- Published on
Squid and Lentil Miso Stir-Fry with Coconut Chutney
- Authors
- Name
- ChefPandas
🍽️ Recipe Overview
- Cuisine: Japanese
- Dietary: High-Protein, Low-Carb
- Difficulty: Easy
- Time: Quick
👨🍳 Chef's Notes
- The combination of miso and coconut chutney adds depth and complexity to this dish.
- Ensure not to overcook the squid to maintain its delicate texture.
⭐ Why This Recipe Works
The savory miso complements the natural sweetness of the squid, while the coconut chutney adds a creamy and tangy contrast. Lentils provide a hearty base and a good source of plant-based protein.
🧾 Ingredients
- 300g Squid, cleaned and sliced into rings (10 oz)
- 1 cup Lentils, cooked (200g)
- 2 tbsp Miso paste
- 3 tbsp Coconut Chutney
- 2 cloves Garlic, minced
- 1 tsp Ginger, grated
- 2 tbsp Soy Sauce
- 1 tbsp Olive Oil
- Salt and Pepper to taste
🔪 Preparation
- Cook lentils according to package instructions and set aside.

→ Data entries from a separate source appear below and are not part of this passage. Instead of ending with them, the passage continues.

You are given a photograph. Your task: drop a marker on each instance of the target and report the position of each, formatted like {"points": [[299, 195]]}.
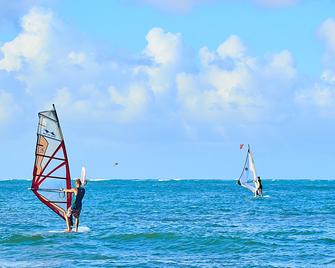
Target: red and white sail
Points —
{"points": [[51, 171]]}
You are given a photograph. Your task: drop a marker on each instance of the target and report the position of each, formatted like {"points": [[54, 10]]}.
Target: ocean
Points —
{"points": [[174, 223]]}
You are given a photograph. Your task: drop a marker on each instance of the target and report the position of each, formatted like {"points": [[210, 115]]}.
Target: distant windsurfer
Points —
{"points": [[259, 187], [75, 209]]}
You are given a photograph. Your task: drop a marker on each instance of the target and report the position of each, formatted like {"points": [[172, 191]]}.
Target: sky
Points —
{"points": [[170, 89]]}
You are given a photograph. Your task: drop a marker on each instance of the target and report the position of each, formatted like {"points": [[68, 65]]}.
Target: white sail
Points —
{"points": [[249, 175]]}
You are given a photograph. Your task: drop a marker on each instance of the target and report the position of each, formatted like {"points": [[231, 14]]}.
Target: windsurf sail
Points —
{"points": [[51, 172], [249, 175]]}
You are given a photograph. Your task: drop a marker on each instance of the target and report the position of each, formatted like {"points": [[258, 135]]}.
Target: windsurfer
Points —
{"points": [[75, 208], [259, 187]]}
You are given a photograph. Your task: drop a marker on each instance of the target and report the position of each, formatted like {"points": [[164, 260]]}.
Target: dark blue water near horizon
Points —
{"points": [[168, 223]]}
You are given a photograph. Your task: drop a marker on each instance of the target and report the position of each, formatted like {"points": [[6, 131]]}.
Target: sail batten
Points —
{"points": [[51, 171]]}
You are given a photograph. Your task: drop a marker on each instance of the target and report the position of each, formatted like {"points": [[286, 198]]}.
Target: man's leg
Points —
{"points": [[67, 222], [77, 223]]}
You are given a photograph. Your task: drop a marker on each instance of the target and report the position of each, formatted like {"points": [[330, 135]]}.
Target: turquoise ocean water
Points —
{"points": [[186, 223]]}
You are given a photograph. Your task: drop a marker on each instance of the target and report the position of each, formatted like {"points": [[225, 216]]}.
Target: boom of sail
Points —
{"points": [[51, 171], [249, 175]]}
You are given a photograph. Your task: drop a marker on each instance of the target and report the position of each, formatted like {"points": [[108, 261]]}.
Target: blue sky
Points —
{"points": [[171, 88]]}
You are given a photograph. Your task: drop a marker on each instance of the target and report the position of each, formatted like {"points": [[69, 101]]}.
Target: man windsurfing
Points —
{"points": [[75, 209], [259, 187]]}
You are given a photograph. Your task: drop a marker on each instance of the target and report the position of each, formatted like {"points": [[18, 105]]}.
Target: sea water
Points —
{"points": [[168, 223]]}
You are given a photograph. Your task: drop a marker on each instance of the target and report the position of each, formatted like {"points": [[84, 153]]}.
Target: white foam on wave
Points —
{"points": [[81, 229]]}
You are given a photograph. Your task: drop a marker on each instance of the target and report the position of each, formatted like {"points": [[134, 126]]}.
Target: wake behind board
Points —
{"points": [[81, 229]]}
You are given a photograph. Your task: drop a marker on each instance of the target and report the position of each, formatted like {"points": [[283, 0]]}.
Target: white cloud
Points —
{"points": [[8, 107], [166, 52], [77, 58], [321, 96], [231, 84], [30, 45], [231, 48]]}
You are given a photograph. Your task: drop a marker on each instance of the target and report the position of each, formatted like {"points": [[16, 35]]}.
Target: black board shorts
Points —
{"points": [[73, 212]]}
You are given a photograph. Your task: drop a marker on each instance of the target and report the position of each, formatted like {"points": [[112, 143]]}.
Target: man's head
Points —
{"points": [[78, 183]]}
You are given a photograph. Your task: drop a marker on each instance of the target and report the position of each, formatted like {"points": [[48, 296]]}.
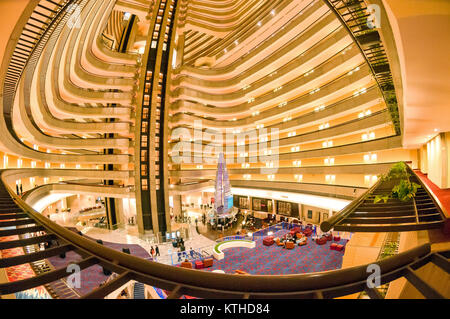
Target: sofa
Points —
{"points": [[307, 232], [321, 241], [290, 245], [303, 242], [186, 264], [209, 262], [337, 247], [268, 241], [294, 231]]}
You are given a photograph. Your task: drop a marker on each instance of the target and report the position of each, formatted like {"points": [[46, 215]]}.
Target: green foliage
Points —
{"points": [[405, 190]]}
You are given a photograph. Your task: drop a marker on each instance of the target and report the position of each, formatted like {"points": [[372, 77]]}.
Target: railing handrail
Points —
{"points": [[328, 224], [204, 283]]}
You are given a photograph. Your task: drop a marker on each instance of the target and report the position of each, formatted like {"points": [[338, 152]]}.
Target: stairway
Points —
{"points": [[138, 291]]}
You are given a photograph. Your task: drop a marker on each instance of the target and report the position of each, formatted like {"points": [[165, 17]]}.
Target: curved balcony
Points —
{"points": [[179, 281]]}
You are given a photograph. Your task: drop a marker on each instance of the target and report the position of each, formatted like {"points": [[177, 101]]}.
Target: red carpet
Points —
{"points": [[443, 195]]}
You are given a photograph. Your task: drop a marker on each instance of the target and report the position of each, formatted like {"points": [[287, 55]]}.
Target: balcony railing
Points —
{"points": [[422, 212], [17, 218], [355, 17]]}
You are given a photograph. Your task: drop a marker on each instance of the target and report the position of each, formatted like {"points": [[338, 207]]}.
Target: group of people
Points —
{"points": [[154, 251]]}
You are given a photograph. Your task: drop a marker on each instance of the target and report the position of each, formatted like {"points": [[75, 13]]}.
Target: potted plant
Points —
{"points": [[402, 187]]}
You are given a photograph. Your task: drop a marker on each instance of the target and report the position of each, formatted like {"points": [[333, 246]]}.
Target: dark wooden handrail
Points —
{"points": [[209, 285]]}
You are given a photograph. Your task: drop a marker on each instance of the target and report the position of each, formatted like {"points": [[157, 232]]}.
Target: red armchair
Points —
{"points": [[268, 241], [208, 262], [307, 232], [199, 264], [186, 264], [321, 241], [290, 245]]}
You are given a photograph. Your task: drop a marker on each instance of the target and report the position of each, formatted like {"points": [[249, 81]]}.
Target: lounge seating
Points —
{"points": [[186, 264], [268, 241], [241, 272], [337, 247], [290, 245], [303, 242], [209, 262], [307, 232], [321, 241]]}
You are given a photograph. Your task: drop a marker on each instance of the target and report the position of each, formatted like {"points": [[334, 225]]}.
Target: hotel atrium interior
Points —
{"points": [[231, 149]]}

- In a small bowl, mix miso paste, soy sauce, garlic, and ginger to make the marinade.
- Clean and slice the squid into rings.
🥘 Cooking Instructions
- Heat olive oil in a pan over medium heat.

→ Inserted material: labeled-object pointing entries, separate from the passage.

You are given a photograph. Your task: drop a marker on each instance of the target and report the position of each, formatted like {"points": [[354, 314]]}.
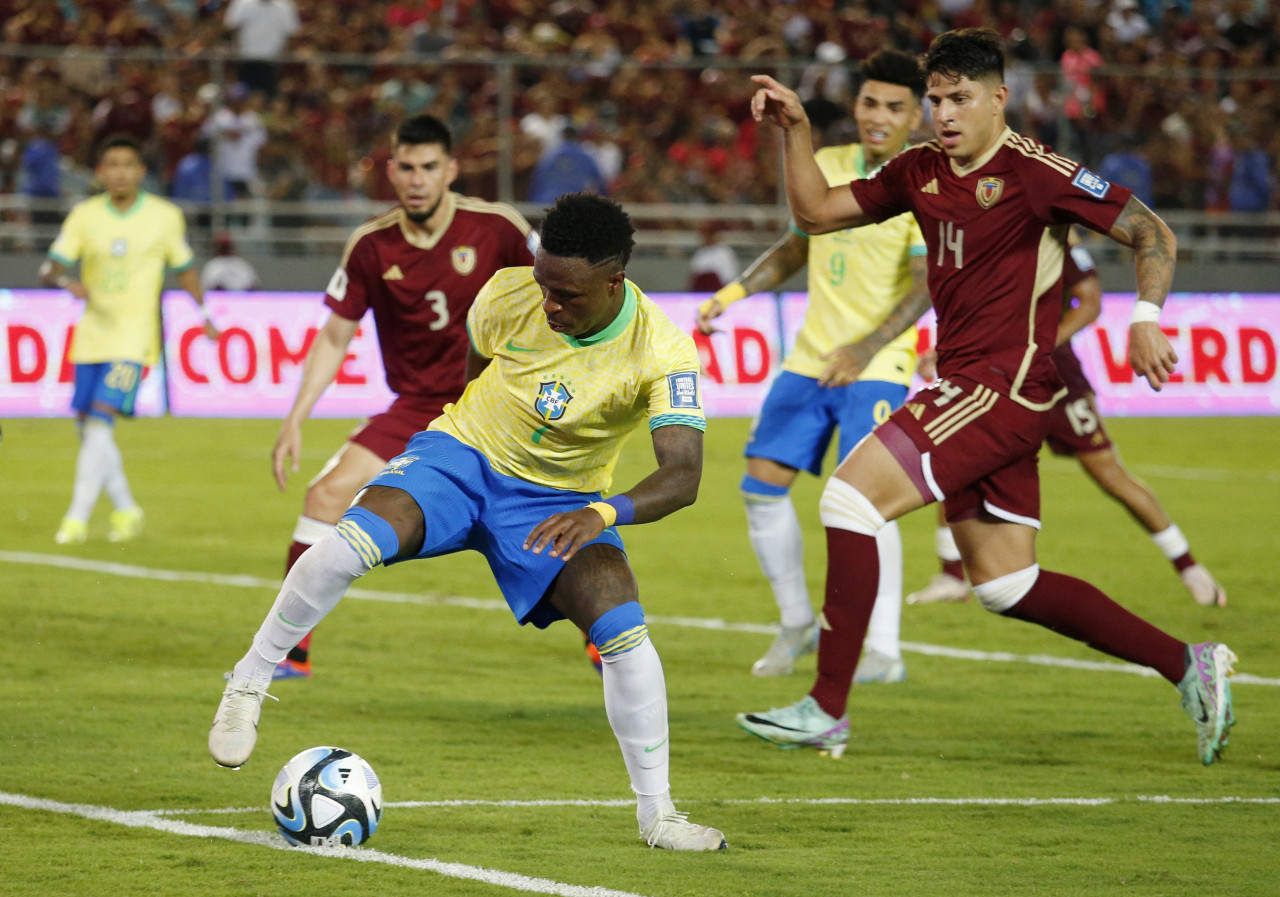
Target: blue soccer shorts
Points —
{"points": [[467, 506], [110, 383], [799, 416]]}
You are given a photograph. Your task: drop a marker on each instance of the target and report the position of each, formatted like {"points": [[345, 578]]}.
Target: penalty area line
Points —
{"points": [[152, 820], [245, 581]]}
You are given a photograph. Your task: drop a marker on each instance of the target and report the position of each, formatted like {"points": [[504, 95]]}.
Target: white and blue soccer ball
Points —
{"points": [[327, 797]]}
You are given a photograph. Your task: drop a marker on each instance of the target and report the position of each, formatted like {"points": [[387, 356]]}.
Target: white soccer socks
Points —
{"points": [[773, 529], [314, 586], [635, 701]]}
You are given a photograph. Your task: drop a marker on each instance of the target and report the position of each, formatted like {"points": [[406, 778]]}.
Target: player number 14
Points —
{"points": [[950, 237]]}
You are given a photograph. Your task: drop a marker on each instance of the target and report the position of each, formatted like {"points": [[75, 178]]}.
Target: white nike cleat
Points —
{"points": [[942, 587], [672, 831], [234, 731], [790, 644], [1203, 587]]}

- Add the squid rings and sauté for 2-3 minutes until they turn opaque.
- Pour the miso marinade over the squid and cook for another 1-2 minutes.
- Add the cooked lentils to the pan and stir well to combine.
- Season with salt and pepper to taste.
- Serve the stir-fry hot, topped with coconut chutney.
⏱️ Timing Breakdown
- Preparation: 10 minutes
- Cooking: 10 minutes
📊 Nutrition Facts
- Calories: 450
- Protein: 30g
- Carbohydrates: 40g
- Fat: 15g
- Fiber: 10g
🔄 Variations & Substitutions
- For a higher-fat version, use coconut milk instead of coconut chutney.
- Substitute lentils with black-eyed peas for a different texture.
💡 Pro Tips
- Pat the squid dry before cooking to prevent excess moisture in the stir-fry.
- Adjust the level of miso paste to suit your taste preferences.
🌡️ Storage Instructions
- Store any leftovers in an airtight container in the refrigerator for up to 2 days.
- Reheat gently in a pan to prevent the squid from becoming rubbery.